Lavoro presso un negozio che vende articoli per animali. Facendo orario continuato, andiamo in pausa pranzo a turno. Quel giorno, un annetto fa, ero di turno io. Negozio deserto, decido di approfittarne per risistemare alcuni prodotti. Entra un cliente. “Buongiorno, posso aiutarla?” “Buongiorno. Guardi so già, faccio subito” “Va bene, se dovesse servirle una mano, mi chieda pure” Fin qui tutto normale, riprendo a fare le mie cose e mi avvicino alla cassa per aspettare il cliente.
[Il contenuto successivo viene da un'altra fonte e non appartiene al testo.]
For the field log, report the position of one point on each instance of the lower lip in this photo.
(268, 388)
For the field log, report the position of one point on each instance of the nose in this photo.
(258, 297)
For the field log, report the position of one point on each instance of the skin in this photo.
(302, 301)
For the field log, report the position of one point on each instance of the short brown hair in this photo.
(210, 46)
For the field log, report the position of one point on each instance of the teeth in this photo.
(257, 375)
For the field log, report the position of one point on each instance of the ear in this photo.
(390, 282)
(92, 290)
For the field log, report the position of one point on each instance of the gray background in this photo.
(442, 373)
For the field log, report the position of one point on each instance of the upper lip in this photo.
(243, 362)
Passano i minuti, non arriva.

Decido di andare a vedere se ha bisogno di aiuto, cosa in effetti veritiera. “Ha trovato tutto quello che le serviva?” “Guardi, non trovo l’umido!” “L’aiuto io. Per il cane o per il gatto?” “Cane, cane!” “Va bene, si ricorda la marca?” “Mah guardi, so solo che è in vaschetta ed è dorata” Tipo metà di quelle che ho? “Se la vede la riconosce?” “Si si, gli do quella da anni!” Un susseguirsi di marche e vaschette diverse, curiosando in ogni angolo del reparto tra vari “no, questo no!” “nemmeno questo”.
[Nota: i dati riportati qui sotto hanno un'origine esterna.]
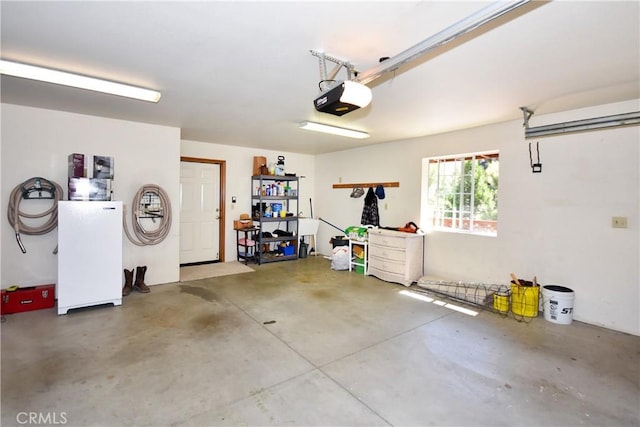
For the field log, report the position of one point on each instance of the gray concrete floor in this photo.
(296, 343)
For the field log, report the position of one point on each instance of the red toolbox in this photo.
(28, 298)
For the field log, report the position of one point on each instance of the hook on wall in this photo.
(535, 167)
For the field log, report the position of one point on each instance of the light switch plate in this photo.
(619, 222)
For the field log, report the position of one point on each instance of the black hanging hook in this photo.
(535, 167)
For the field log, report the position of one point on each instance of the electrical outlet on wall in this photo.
(619, 222)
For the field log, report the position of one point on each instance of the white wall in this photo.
(36, 142)
(239, 170)
(555, 225)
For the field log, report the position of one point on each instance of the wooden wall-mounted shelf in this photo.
(368, 184)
Dopo 15 minuti buoni: “Guardi, è simile a questo ma più piccolo!” “Purtroppo le ho fatto vedere tutte le vaschette dorate, e non, che ho per il cane. Se non era tra queste, non penso di avere l’umido che sta cercando” “Strano, qua le ho sempre trovate!” “Sicuro che la marca che cerca non era tra quelle che abbiamo visto? Non dovrei avere nessun prodotto mancante per il cane” “Si si, sicurissimo! Beh non importa dai, proverò da un’altra parte!”

Lo accompagno all’uscita, sperando che sia finita. Si ferma prima di uscire, si gira e con nonchalance se ne esce con: “Ah, ma io non ho il cane. Ho il gatto” Cercava le vaschette di una nota marca. Davanti all’entrata. Non sapevo se ridere o piangere.